Monsignor Ryan’s Homily for June 14th

THE MOST HOLY BODY AND BLOOD OF CHRIST – YEAR A
This is undoubtedly the most paradoxical and troubling celebration of Corpus Christi that I have ever experienced. We listen to Jesus affirm that unless we eat the flesh of the Son of Man and drink his blood, we will not have life. And yet, at least here in the Diocese of Brooklyn, Catholics are forbidden to approach the Eucharistic table because of the Covid-19 pandemic.
Fortunately, we have a long tradition to draw upon in order to find meaning and guidance during challenging times that seem to us to be without precedent. And a major, even paradigmatic, event in our religious history is the Exodus. That event, which Moses strives to explain to the Israelites just before they enter the Land of Promise, provides the first and guiding theme of the liturgy today.
Like a preacher who is intimately acquainted with his congregation, Moses acknowledges the pain and confusion of the past forty years. A nation-in-the-making that set out with high hopes and expectations of an easy passage from slavery and scarcity to freedom and abundance has experienced a rude awakening. Their journey has involved food shortages that have left them nostalgic for the cucumbers, the leeks, the garlic and onions that were available to them in Egypt. They have encountered venomous snakes that have decimated their population. It has seemed to them that they have just been going around in circles. Moses tells them that he knows all that.
And we do also, because our complaints in the grips of the coronavirus outbreak echo those of the ancient Israelites. In particular, we remember nostalgically the sheer abundance of the Bread from Heaven that is the Eucharist before the pandemic began. We could attend Mass with comparative ease and communicate daily if we wished. Even Catholics whom health and age conditions prevented from coming to church had the Eucharist brought to them by priests, deacons and Special Ministers of the Eucharist. When I found myself hospitalized last winter, I was able to receive Holy Communion every day. For the last three months, however, that nourishment has become unavailable.
So, let us listen carefully to what Moses tells the people to assist them in their understanding of the hardships that have challenged them so severely. First of all, Moses assures the people that God is and has always been in charge. “Remember h for forty years now the Lord, your God, has directed all your journeying in the desert.” Even as we feel a terrible void in our spiritual lives because we cannot, for a time, eat the flesh of the Son of Man and drink his blood, we must never doubt that he is with us at every moment.
Secondly, Moses points out two aspects of the Exodus ordeal. God has not left the people to starve in the desert; instead he has provided an alternate source of nourishment: manna. “He, therefore, let you be afflicted with hunger, and then fed you with manna, a food unknown to you and your fathers…(he) brought forth water from the flinty rock.” No, manna and water were no match for the milk and honey, the meat and sweet wine that lay in the future, or even for the melons, the leeks and cucumbers of the past. But manna and water – with an occasional quail – got them through the forced desert march alive.
“He gave them bread from heaven, containing in itself all delight,” we chant at Benediction of the Blessed Sacrament. But most of us cannot have that bread from heaven at the moment. Yet, an especially fervent Spiritual Communion can sustain us, perhaps as much or more than a routine Communion that is unaccompanied by fervent prayer and thanksgiving.
And God, in his infinite wisdom, had a plan in mind, all through the seeming craziness of serpents and scorpions and scorching sands. “He let you be afflicted with hunger, and then fed you with manna… in order to show you that not by bread alone does one live, but by every word that comes from the mouth of the Lord.” That passage made such an impression on Jesus that he quoted it in refutation of the tempters suggestion that he turn stones into bread.

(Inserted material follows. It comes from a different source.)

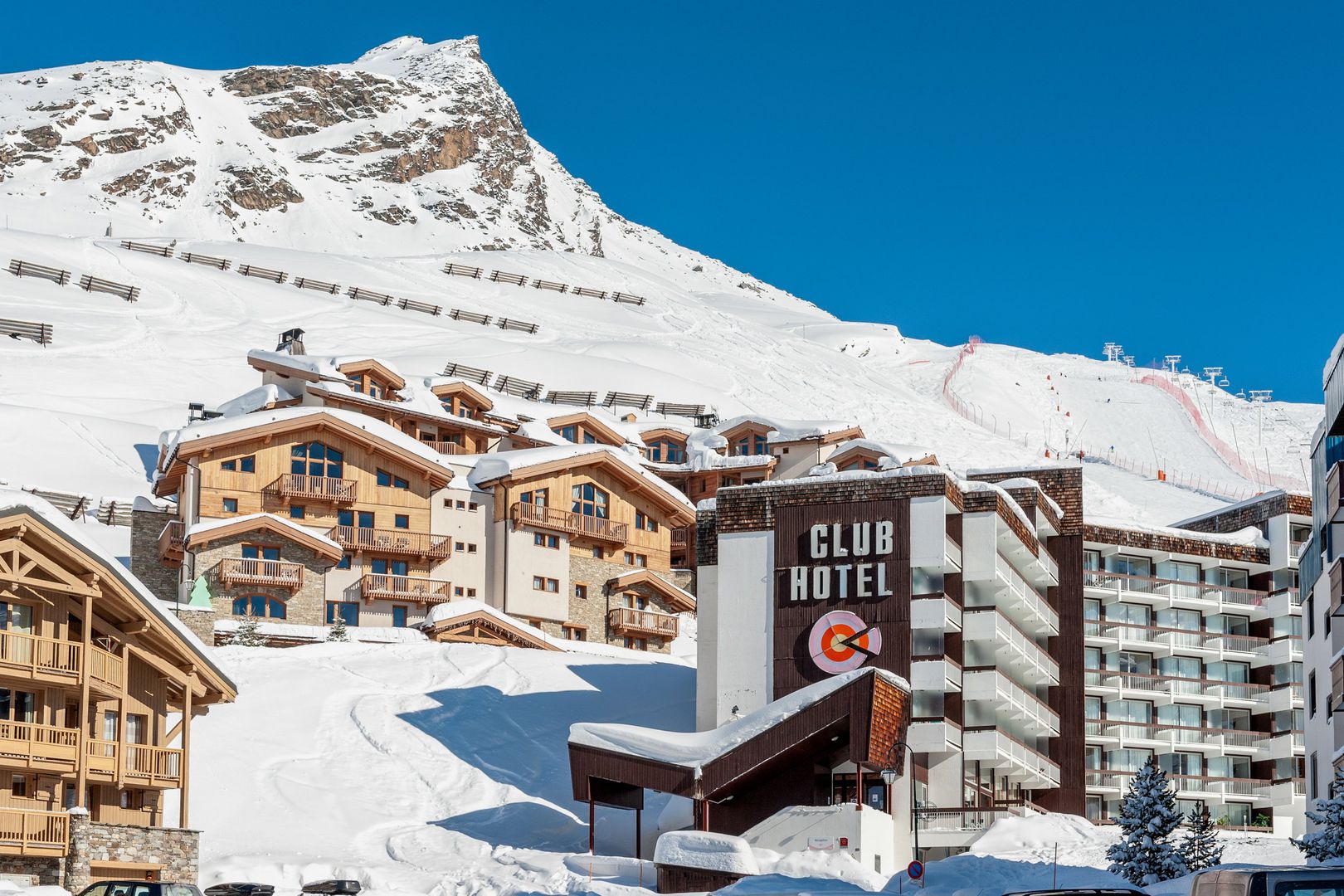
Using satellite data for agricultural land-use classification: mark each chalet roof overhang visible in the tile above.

Yes, our hunger for the Eucharist is painful. But, just perhaps, it might make us more attentive to the Word of God. We may not be able to feed on the Bread of Angels for a while, but the Bible is always at hand. Lectio Divina, the practice of slow, deliberate reading of a passage of Sacred Scripture and meditation on it can be amazingly nourishing – a sort of chicken soup for the soul when solid food is unavailable.

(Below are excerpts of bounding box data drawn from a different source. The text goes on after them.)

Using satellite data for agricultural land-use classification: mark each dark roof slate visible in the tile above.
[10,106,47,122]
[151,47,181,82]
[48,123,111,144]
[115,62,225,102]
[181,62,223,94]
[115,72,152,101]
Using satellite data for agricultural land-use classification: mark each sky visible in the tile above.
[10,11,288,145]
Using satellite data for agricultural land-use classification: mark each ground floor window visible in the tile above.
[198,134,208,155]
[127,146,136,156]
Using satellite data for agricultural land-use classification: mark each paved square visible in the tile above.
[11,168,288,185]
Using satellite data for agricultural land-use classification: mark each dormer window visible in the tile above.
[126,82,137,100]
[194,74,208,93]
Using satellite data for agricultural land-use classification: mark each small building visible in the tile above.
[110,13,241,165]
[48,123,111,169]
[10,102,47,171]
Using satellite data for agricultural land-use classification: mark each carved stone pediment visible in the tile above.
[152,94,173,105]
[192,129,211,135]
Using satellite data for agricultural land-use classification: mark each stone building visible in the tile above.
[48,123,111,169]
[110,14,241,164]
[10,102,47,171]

One final thought on this paradoxical Corpus Christi. It is given us by Jesus, himself, “Whoever eats my flesh and drinks my blood has eternal life, and I will raise him on the last day.” So many in our midst are bereaved. Loved ones have been taken in numbers far surpassing the pre-pandemic days, and the pain of their loss is sharpened by our inability to draw close to morners in gestures of comfort and support. We must not forget that the saints have referred to the Eucharist as the Medicine of Immortality. St. Thomas Aquinas hymned it as “the pledge of future glory.” Eternal rest grant to them, O Lord. And let perpetual light shine upon them.”